Hey, guys! We currently do not fix the memory leak issues, but we change the multiprocess backend from spawn to subprocess. In our test, although memory would still increase during training, the training process would not crash. So we recommend you to pull the latest update and reinstall yolox, and then retry your exp.

Answer 15 · 2021-07-26T08:13:53.000Z

Hey, guys! We currently do not fix the memory leak issues, but we change the multiprocess backend from spawn to subprocess. In our test, although memory would still increase during training, the training process would not crash. So we recommend you to pull the latest update and reinstall yolox, and then retry your exp.

Thx.

Answer 16 · 2021-07-26T08:31:53.000Z

Do you have a specific setup in which this problem doesn't occur?
I use nvcr.io/nvidia/pytorch:21.06-py3 docker image and able to reproduce the problem.
torch version: 1.9.0a0+c3d40fd
cuda: 11.3, V11.3.109
cudnn: 8.2.1

Answer 17 · 2021-07-27T02:57:18.000Z

Sorry, guys.... we found some error in the above updates and have to revert to the original spawn version. Currently, we are rewriting the whole dataloader to skip this bug.

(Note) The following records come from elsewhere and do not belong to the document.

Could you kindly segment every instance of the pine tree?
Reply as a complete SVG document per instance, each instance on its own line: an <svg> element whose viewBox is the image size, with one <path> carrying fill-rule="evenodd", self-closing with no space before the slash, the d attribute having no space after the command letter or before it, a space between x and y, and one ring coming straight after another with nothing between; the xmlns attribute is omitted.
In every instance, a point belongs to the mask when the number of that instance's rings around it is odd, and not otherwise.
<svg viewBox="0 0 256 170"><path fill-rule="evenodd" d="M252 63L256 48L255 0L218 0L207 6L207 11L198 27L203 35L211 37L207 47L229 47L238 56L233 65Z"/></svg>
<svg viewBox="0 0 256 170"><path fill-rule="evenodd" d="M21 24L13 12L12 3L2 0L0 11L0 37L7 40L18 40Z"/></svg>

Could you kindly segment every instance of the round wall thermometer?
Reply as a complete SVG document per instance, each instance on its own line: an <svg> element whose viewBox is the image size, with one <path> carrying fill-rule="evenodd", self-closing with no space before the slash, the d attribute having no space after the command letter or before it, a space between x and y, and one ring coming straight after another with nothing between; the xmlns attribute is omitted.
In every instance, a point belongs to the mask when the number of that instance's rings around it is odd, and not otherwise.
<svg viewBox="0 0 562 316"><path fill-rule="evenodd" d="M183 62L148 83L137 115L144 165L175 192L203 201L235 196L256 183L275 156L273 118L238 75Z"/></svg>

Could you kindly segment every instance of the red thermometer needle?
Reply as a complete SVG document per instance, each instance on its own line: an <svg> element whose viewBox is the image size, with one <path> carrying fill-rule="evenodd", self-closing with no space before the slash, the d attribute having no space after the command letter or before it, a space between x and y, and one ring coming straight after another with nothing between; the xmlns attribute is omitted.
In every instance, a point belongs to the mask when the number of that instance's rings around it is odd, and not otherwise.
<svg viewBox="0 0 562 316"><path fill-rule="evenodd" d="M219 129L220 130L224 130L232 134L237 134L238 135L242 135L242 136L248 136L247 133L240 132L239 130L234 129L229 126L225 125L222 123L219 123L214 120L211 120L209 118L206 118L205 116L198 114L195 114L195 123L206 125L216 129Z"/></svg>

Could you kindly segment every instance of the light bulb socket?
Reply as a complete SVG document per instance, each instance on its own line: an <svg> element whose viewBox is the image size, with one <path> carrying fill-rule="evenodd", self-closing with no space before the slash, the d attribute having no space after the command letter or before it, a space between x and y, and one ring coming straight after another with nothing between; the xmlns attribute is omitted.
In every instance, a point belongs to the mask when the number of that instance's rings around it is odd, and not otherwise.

Answer 18 · 2021-07-27T06:21:30.000Z

@ruinmessi locally, I reworked the COCODataset to create numpy arrays of all the info the COCO class provides upfront. When I tested this version of the COCODataset by itself using this notebook:

https://gist.github.com/mprostock/2850f3cd465155689052f0fa3a177a50

I see that the original version "leaks" memory and that my numpy array-based one does not. However, when run it in YOLOX, I still get the memory leak. So maybe something downstream like the MosaicDetection is also contributing to this problem?

Answer 19 · 2021-07-28T06:30:51.000Z

Firstly Thank you for you awesome work.And sorry to bother the author, I was wanna to know the which part of the code has cause the problem ,you said got know the reason of the problem.

Answer 20 · 2021-07-28T06:32:08.000Z

@yonomitt @VantastyChen @JinYAnGHe Finally.... we fix the bug and currently the training memory curve is like (yolox-tiny with 128 batchsize in 8 gpus):

Answer 21 · 2021-07-28T06:34:59.000Z

Firstly Thank you for you awesome work.And sorry to bother the author, I was wanna to know the which part of the code has cause the problem ,you said got know the reason of the problem.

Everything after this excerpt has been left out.